Global connectedness


Information technology has traditionally been associated with computers and networks, as a result of the original emergence of the power of computing.  But in a wider sense technologies are about information and information networks, as technologies of information have always included all the tools and machines which have been used to create, store and disseminate information throughout the ages.

Paul Gilster (1997) , in his book Digital Literacy, which was a terrifically exciting publication at the time of release,  identified how all information is digital, and that digital environments bring with them interactivity and connectedness.  Now we know that the capacity of digital technologies to influence and facilitate global connectedness is growing exponentially, and is summed up well by Moore’s Law, which states that the number of components which can be placed inexpensively into the integrated circuits which are the basis of all modern digital devices roughly doubles every two years.  This means that processing speed, storage capacity, and other metrics of computer power also increase at the same rate.

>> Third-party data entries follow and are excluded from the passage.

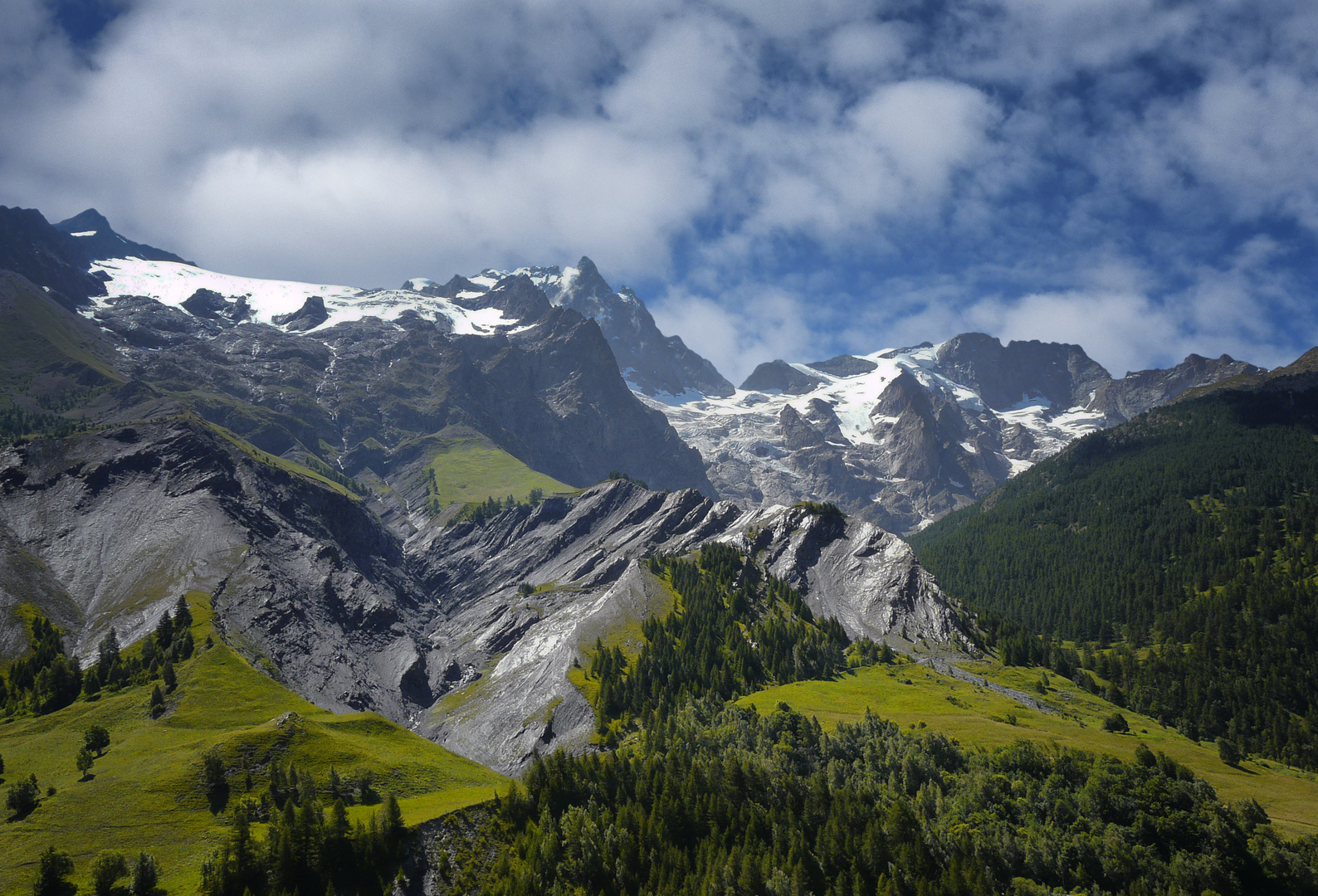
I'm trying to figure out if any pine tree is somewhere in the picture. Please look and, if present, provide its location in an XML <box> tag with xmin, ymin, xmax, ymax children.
<box><xmin>76</xmin><ymin>747</ymin><xmax>94</xmax><ymax>780</ymax></box>
<box><xmin>133</xmin><ymin>853</ymin><xmax>159</xmax><ymax>896</ymax></box>
<box><xmin>91</xmin><ymin>851</ymin><xmax>128</xmax><ymax>896</ymax></box>
<box><xmin>32</xmin><ymin>846</ymin><xmax>78</xmax><ymax>896</ymax></box>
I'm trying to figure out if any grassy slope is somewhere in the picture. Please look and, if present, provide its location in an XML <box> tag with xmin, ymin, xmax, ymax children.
<box><xmin>0</xmin><ymin>593</ymin><xmax>506</xmax><ymax>894</ymax></box>
<box><xmin>740</xmin><ymin>663</ymin><xmax>1318</xmax><ymax>835</ymax></box>
<box><xmin>0</xmin><ymin>272</ymin><xmax>125</xmax><ymax>386</ymax></box>
<box><xmin>423</xmin><ymin>437</ymin><xmax>566</xmax><ymax>506</ymax></box>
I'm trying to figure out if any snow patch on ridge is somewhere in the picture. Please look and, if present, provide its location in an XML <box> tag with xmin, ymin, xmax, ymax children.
<box><xmin>91</xmin><ymin>258</ymin><xmax>518</xmax><ymax>334</ymax></box>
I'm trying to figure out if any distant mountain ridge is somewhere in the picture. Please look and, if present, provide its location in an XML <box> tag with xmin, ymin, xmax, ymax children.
<box><xmin>912</xmin><ymin>349</ymin><xmax>1318</xmax><ymax>770</ymax></box>
<box><xmin>651</xmin><ymin>334</ymin><xmax>1262</xmax><ymax>533</ymax></box>
<box><xmin>403</xmin><ymin>256</ymin><xmax>735</xmax><ymax>401</ymax></box>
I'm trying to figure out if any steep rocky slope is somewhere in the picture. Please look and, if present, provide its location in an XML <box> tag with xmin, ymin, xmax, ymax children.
<box><xmin>0</xmin><ymin>210</ymin><xmax>713</xmax><ymax>500</ymax></box>
<box><xmin>403</xmin><ymin>256</ymin><xmax>735</xmax><ymax>401</ymax></box>
<box><xmin>651</xmin><ymin>334</ymin><xmax>1259</xmax><ymax>533</ymax></box>
<box><xmin>0</xmin><ymin>417</ymin><xmax>966</xmax><ymax>771</ymax></box>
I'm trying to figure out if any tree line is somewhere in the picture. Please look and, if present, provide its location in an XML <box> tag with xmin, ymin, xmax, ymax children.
<box><xmin>589</xmin><ymin>544</ymin><xmax>850</xmax><ymax>734</ymax></box>
<box><xmin>912</xmin><ymin>392</ymin><xmax>1318</xmax><ymax>768</ymax></box>
<box><xmin>437</xmin><ymin>699</ymin><xmax>1318</xmax><ymax>896</ymax></box>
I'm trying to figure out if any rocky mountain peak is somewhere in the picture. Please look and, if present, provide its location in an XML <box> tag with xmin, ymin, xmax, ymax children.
<box><xmin>937</xmin><ymin>334</ymin><xmax>1112</xmax><ymax>410</ymax></box>
<box><xmin>54</xmin><ymin>208</ymin><xmax>193</xmax><ymax>265</ymax></box>
<box><xmin>740</xmin><ymin>358</ymin><xmax>824</xmax><ymax>395</ymax></box>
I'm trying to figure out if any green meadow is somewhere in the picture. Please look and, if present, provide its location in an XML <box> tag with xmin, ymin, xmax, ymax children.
<box><xmin>740</xmin><ymin>663</ymin><xmax>1318</xmax><ymax>835</ymax></box>
<box><xmin>423</xmin><ymin>436</ymin><xmax>576</xmax><ymax>507</ymax></box>
<box><xmin>0</xmin><ymin>593</ymin><xmax>507</xmax><ymax>894</ymax></box>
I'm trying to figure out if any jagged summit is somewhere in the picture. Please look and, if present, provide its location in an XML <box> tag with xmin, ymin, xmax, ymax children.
<box><xmin>56</xmin><ymin>208</ymin><xmax>193</xmax><ymax>265</ymax></box>
<box><xmin>427</xmin><ymin>256</ymin><xmax>735</xmax><ymax>403</ymax></box>
<box><xmin>654</xmin><ymin>334</ymin><xmax>1259</xmax><ymax>533</ymax></box>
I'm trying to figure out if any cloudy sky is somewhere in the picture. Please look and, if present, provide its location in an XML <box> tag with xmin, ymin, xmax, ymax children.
<box><xmin>0</xmin><ymin>0</ymin><xmax>1318</xmax><ymax>382</ymax></box>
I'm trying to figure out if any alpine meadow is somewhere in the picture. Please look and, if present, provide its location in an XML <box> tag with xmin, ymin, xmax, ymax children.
<box><xmin>0</xmin><ymin>0</ymin><xmax>1318</xmax><ymax>896</ymax></box>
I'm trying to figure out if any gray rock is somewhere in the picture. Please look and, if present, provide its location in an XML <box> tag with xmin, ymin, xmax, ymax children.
<box><xmin>652</xmin><ymin>334</ymin><xmax>1259</xmax><ymax>533</ymax></box>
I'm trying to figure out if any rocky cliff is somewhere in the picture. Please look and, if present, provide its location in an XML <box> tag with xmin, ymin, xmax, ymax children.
<box><xmin>652</xmin><ymin>334</ymin><xmax>1259</xmax><ymax>533</ymax></box>
<box><xmin>0</xmin><ymin>417</ymin><xmax>966</xmax><ymax>772</ymax></box>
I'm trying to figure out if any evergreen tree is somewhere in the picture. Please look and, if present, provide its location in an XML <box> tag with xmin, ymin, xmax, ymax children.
<box><xmin>133</xmin><ymin>853</ymin><xmax>159</xmax><ymax>896</ymax></box>
<box><xmin>91</xmin><ymin>851</ymin><xmax>129</xmax><ymax>896</ymax></box>
<box><xmin>83</xmin><ymin>725</ymin><xmax>110</xmax><ymax>757</ymax></box>
<box><xmin>76</xmin><ymin>747</ymin><xmax>92</xmax><ymax>780</ymax></box>
<box><xmin>32</xmin><ymin>846</ymin><xmax>78</xmax><ymax>896</ymax></box>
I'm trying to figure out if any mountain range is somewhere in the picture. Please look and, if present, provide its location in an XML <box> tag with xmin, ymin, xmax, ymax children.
<box><xmin>0</xmin><ymin>208</ymin><xmax>1318</xmax><ymax>896</ymax></box>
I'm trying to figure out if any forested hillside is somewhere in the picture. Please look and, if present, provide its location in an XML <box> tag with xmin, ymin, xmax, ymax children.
<box><xmin>912</xmin><ymin>377</ymin><xmax>1318</xmax><ymax>768</ymax></box>
<box><xmin>437</xmin><ymin>699</ymin><xmax>1316</xmax><ymax>896</ymax></box>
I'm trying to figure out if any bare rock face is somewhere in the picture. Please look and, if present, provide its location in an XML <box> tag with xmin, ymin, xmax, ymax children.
<box><xmin>0</xmin><ymin>408</ymin><xmax>964</xmax><ymax>772</ymax></box>
<box><xmin>652</xmin><ymin>334</ymin><xmax>1259</xmax><ymax>533</ymax></box>
<box><xmin>408</xmin><ymin>481</ymin><xmax>969</xmax><ymax>772</ymax></box>
<box><xmin>735</xmin><ymin>507</ymin><xmax>974</xmax><ymax>651</ymax></box>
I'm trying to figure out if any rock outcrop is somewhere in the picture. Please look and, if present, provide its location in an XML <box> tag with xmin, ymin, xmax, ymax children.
<box><xmin>0</xmin><ymin>419</ymin><xmax>966</xmax><ymax>772</ymax></box>
<box><xmin>652</xmin><ymin>334</ymin><xmax>1259</xmax><ymax>533</ymax></box>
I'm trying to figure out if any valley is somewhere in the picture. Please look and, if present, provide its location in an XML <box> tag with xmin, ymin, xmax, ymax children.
<box><xmin>0</xmin><ymin>208</ymin><xmax>1318</xmax><ymax>896</ymax></box>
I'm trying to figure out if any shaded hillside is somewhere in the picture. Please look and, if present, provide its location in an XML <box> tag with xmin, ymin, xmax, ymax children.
<box><xmin>913</xmin><ymin>368</ymin><xmax>1318</xmax><ymax>768</ymax></box>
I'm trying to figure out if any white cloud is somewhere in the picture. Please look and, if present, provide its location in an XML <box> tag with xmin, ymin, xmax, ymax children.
<box><xmin>651</xmin><ymin>287</ymin><xmax>820</xmax><ymax>385</ymax></box>
<box><xmin>0</xmin><ymin>0</ymin><xmax>1318</xmax><ymax>378</ymax></box>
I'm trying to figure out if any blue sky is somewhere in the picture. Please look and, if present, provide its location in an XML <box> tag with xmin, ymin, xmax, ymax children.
<box><xmin>0</xmin><ymin>0</ymin><xmax>1318</xmax><ymax>381</ymax></box>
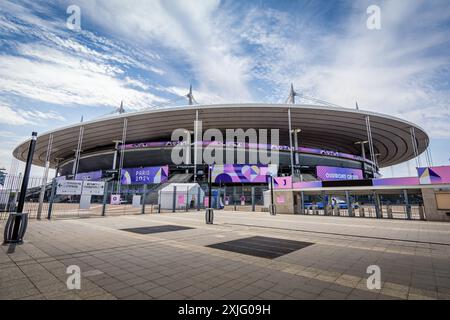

Ideas are central to our need to connect and communicate – and technology has become a pivotal process or tool in that social and intellectual process of connectedness. What is so astonishing is the ready acceptance of technologies which, in the overall  history of human communication is a very short period of time.  One of my favourite books, Turing’s Cathedral: the Origins of the Digital Universe by George Dyson (2012) provides the history and the story around Alan Turing’s Universal Machine, a theoretical construct invented in 1936 that was to become among the first computers to make full sense of a high-speed random-access storage matrix, that would break the distinction between numbers that mean things and numbers that do things. Our global connected world would never be the same again.

Many of us hardly go a single day without googling an idea, thought, interest, or question. We may use another search engine, but the fact that the word googling has entered the vernacular, and that we do all google is a dead give-away that something big has happened in our global connections.

The potential of our information and knowledge web is built on an intricate history of science, mathematics and the genius of a handful of men and women, and a bigger  pool of  quite brilliant people. What is staggering is the way data  and data connection has now become a major focus for global knowledge and scholarly, personal or cultural connections. It is impossible to have one without the other, and it is becoming less and less obvious which side of the data/knowledge equation is driving the other!

Remember Tim Berners-Lee vision for the Internet?

If you’ve ever listened to him speak  you will have heard him mention Linked Data, and may well be wondering what Linked Data has to do with it all.  Data, information, information technology  and knowledge are intertwined in our digital world of global connectedness underpinning the shifts that are taking place in learning and education.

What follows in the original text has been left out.